The hospital should be a member of all major statewide multihospital clinical-care quality projects such as the New Jersey Hospital Association’s ICU and pressure-ulcer collaboratives. It should participate in clinical trials that the medical school has undertaken, and be a training site for students in nursing, pharmacy, physical therapy and other health professions.
It should have a full-time chief medical officer, a senior physician preferably with a master’s degree earned through the American College of Physician Executives (or equivalent) and a chief nursing officer with an appropriate doctoral degree.
Finally, the hospital’s board, administration and medical staff must have a demonstrable unwavering “safety net” commitment to the medically underserved.

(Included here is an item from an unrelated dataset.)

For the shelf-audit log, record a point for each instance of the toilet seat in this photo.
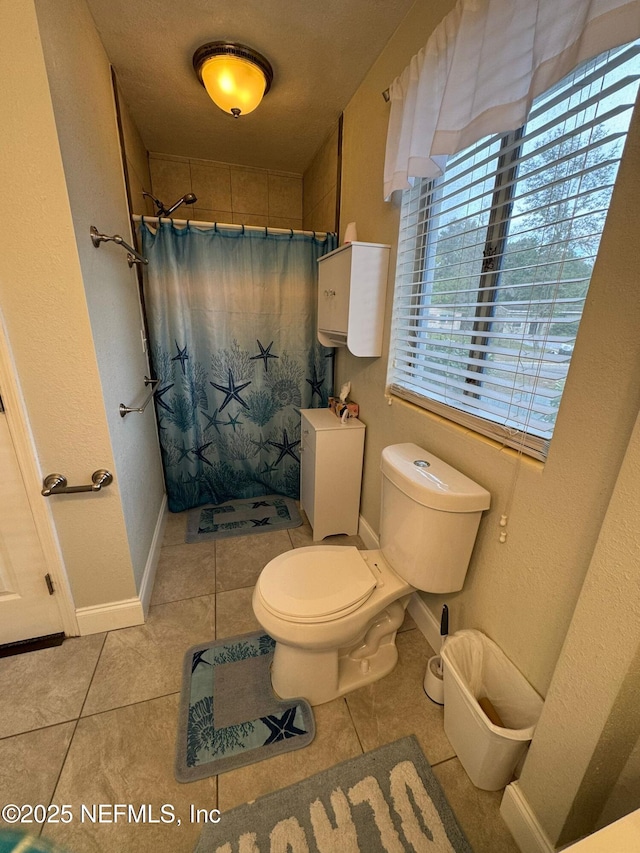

These steps are, of course, easier said than done, so here are some initial steps for the states to consider:
State hospital associations should set up task forces to develop a policy and strategy to make sure hospital names are educational to the public, not exaggerations of capability.
A state could pass a law or the health department could promulgate regulations defining the requirements to be designated a university hospital or regional medical center. These designations should be subject to periodic state review.
Obtaining the appropriate and best hospital care should not be complicated by creative and clever hospital marketing but by easily understandable evidenced-based standards and metrics—and names.